Витька исчез, как испарился – ни слуху, ни духу. Натаху я тоже долго не видел, хотя специально ее в подъезде караулил. Уж начал думать, что она и вправду с этим слизнем в Турцию умотала, когда случайно ее на улице встретил. Натаха все больше молчала, на расспросы мои как-то через отъебись отвечала. Возле ее подъезда предложил закурить. Стоим, дымим. Тут она вдруг прямо на сигарету мою во рту еблищем бросилась – поцеловала. Щеку обожгла, я блядь охуел, и убежала, ничего не сказав. Вряд ли меня кто-нибудь когда либо мог заподозрить в проницательности, но, кажется, тогда я все понял.
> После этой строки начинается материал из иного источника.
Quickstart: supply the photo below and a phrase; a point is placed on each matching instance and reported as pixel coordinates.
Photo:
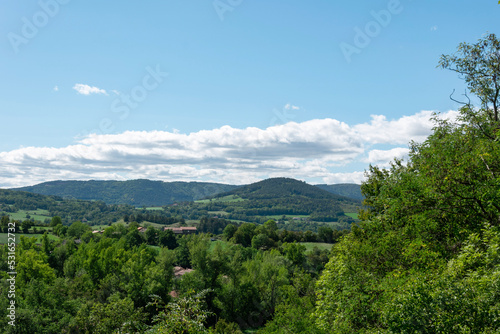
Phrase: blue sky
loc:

То есть, идиотом при любых трактовках обстоятельств остаюсь я, даже если Виктор не князь Иволгин, а Наталья вовсе не Настасья Филипповна.
Я стал звонить Натахе каждый день, мы долго болтали по телефону о всякой хуйне. Иногда встречались, катались на тролле по Садовому, круг за кругом, шлялись по Арбату и Тверику. Натаха перстала быть своим пацаном в нашей компании, потому что стала моей чувихой. Я сам пришел и рассказал об этом пацанам. Даже не пикнул, когда они меня на снегу ногами месили – по-честному Натаха того стоила. Получая пизды от друзей, я, кажется, впервые испытал чувство гордости и причастности к великому круговороту жизни. Первый раз меня били за что-то действительно прекрасное, настоящее и ненапрасное.